I am using the Ricoh 3300, photoshop cs5 and the profile from conde.

all my printing come out great with colors and the black is just OK...

it's not super dark, but more of a faded black...
any thoughts on getting a true black?

longer pressing time?

I find this on the iphone inserts mostly (metal).


----------



## texasjack49 (Aug 4, 2008)

I have read on this forum that not all colors release from the transfer sheet at the same time and that Black is the last color to release. If that is true then more time might help. Maybe someone with direct knowledge can weigh in


----------



## Malpeque (Dec 21, 2011)

Take your colour pick tool & make sure your RGB is 000,


----------



## Conde_David (May 29, 2008)

Is it our metal? What about other substrates?


----------



## freebird1963 (Jan 21, 2007)

When my black is not black I find that if I go back and check the colors that the black is CMYK instead of RGB and set for 0,0,0. 

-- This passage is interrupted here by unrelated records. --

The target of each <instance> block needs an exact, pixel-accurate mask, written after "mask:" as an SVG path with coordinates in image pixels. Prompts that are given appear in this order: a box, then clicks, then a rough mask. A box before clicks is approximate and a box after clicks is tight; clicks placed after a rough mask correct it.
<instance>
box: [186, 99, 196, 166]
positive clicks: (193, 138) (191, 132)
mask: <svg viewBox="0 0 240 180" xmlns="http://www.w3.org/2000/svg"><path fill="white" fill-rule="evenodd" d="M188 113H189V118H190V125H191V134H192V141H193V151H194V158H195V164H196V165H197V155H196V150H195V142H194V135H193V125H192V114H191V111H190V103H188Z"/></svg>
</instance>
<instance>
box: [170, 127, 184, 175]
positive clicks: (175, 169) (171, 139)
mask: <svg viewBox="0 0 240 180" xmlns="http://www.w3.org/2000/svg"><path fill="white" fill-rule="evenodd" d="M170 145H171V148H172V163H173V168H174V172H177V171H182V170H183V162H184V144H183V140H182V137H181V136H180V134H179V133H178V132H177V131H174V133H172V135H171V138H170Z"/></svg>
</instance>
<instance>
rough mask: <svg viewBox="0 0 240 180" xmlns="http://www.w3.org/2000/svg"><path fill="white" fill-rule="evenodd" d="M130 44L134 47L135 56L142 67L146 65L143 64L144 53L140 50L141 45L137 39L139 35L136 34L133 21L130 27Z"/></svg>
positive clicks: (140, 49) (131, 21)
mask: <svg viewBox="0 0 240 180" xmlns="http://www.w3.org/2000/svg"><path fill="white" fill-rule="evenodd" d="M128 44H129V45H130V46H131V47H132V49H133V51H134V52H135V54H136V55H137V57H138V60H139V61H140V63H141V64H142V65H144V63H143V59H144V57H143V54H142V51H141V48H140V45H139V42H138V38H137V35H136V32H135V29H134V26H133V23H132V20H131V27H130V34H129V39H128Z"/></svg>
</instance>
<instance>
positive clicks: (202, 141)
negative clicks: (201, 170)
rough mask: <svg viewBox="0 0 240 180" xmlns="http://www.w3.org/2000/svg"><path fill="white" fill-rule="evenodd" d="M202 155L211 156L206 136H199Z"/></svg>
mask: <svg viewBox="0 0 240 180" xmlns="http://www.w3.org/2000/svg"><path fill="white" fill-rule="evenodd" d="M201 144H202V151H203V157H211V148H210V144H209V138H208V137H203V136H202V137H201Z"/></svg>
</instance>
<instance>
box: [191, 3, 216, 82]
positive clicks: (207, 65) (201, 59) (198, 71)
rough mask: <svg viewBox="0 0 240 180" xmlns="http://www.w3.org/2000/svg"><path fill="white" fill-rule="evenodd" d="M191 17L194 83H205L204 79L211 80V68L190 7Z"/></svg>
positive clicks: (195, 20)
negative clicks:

I just did some softball shirts. My front logo is nice and black, the back has nice black and the sleeve logo is nice and black EXCEPT one part were the black was set for CMYK instead of RGB 000 and pressed a green.

Good luck


----------



## lexiandlala (Oct 19, 2009)

My color pick tool is set to RGB 000000
Are you saying it should be CMYK all zeros?
And yes David, it's on the metal phone inserts.
It's a grainy blackish color instead of black black.


----------



## Conde_David (May 29, 2008)

Is it our metal? What about other substrates?
What program? What version?


----------



## lexiandlala (Oct 19, 2009)

it seems to work fine on other substrates, bag tags and such 
photoshop cs5 is my program if that's what you're asking. 
I've pressed the same design 10 times and it just doesn't come out black black.
I've tried more pressure, more time, less time, less pressure, i'm just trying everything I can think of.


----------



## lexiandlala (Oct 19, 2009)

and all my other colors, blue, pink, yellow come out amazing!


----------



## maryellen1234 (Mar 4, 2010)

I have trouble with the RGB 000, What I have used is what was told to me about business cards...Use CMYK at 60, 40, 40, and 100. That comes out a more true black. I know it is not the same as sublimation, but it seems to work better for my color profile. Good Luck


----------